Por 26 anos exerci mandatos e sempre participando de campanhas eleitorais de candidaturas para todos os cargos. Algumas campanhas poderiam entrar para o folclore se os discursos não fossem trágicos e/ou de profunda ignorância [no sentido de ignorar] e truculência contra a mulher.

Numa das campanhas em um município do litoral paranaense estava no palanque em apoio a um dos candidatos e, como não poderia deixar de ser, havia uma fila de pessoas para arengar, inclusive eu. Éramos todos secundários. O importante era o candidato a prefeito, por isso o último a discursar.

No palanque muitos homens. Mulheres, não lembro se havia mais alguém que não a esposa do candidato.

Chegado o grande momento, o discurso do candidato, ele deita a tecer críticas – era um rosário – ao seu adversário. Críticas entremeadas com frágeis propostas.

Falava o que iria fazer para melhorar o atendimento à saúde da população do município e já emendava sobre os problemas da educação. Não esqueceu os buracos das ruas e o juramento de que, eleito, iria tapá-los.

Ao lado dele, a esposa impacientemente aguardava que ele propusesse alguma política pública para a atenção às mulheres. Vendo que o discurso já se encaminhava para o final, em voz baixa, mais audível para nós do palanque, ela cobrou: fale da mulher.

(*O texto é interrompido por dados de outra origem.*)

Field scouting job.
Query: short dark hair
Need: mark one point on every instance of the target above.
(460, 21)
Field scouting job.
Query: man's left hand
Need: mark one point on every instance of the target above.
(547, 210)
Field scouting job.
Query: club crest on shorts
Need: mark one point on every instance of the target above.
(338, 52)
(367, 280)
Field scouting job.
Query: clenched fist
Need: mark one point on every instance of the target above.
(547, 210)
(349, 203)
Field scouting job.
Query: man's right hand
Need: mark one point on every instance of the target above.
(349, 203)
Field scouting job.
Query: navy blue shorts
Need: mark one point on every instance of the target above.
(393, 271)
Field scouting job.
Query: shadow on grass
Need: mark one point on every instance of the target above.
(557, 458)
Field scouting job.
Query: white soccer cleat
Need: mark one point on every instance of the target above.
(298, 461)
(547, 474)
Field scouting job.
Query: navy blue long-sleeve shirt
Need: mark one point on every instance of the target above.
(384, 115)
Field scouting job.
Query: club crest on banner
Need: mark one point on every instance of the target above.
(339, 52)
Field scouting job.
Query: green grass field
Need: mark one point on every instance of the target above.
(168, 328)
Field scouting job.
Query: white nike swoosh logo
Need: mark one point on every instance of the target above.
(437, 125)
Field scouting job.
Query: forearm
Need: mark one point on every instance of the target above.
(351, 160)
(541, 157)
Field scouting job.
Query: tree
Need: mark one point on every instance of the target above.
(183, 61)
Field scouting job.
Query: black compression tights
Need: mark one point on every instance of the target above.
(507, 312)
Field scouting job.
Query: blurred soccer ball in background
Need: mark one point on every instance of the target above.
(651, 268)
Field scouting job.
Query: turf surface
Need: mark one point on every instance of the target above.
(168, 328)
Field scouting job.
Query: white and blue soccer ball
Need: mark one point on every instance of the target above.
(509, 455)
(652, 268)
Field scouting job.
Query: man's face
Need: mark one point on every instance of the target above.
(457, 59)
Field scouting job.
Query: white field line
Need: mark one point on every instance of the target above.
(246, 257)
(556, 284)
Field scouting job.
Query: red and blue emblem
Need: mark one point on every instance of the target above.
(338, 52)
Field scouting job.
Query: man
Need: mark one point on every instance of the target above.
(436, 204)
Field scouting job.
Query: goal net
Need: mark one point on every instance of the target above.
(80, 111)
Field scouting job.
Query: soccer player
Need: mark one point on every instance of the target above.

O discurso se alongou, a insistência aumentou e, depois de três ou quatro pedidos da esposa “fale da mulher”, ele de fato falou.

Quero aqui agradecer o apoio da minha mulher e de todas as mulheres, afinal nasci de uma mulher. Peço aplausos para elas.

P. S. Está crônica foi concluída antes da demonstração explicita e criminosa de machismo do deputado estadual de São Paulo, Arthur Do Val, conhecido como Mamãe Falei (Podemos). Ele falou o que muitos homens praticam, pensam, mas não falam.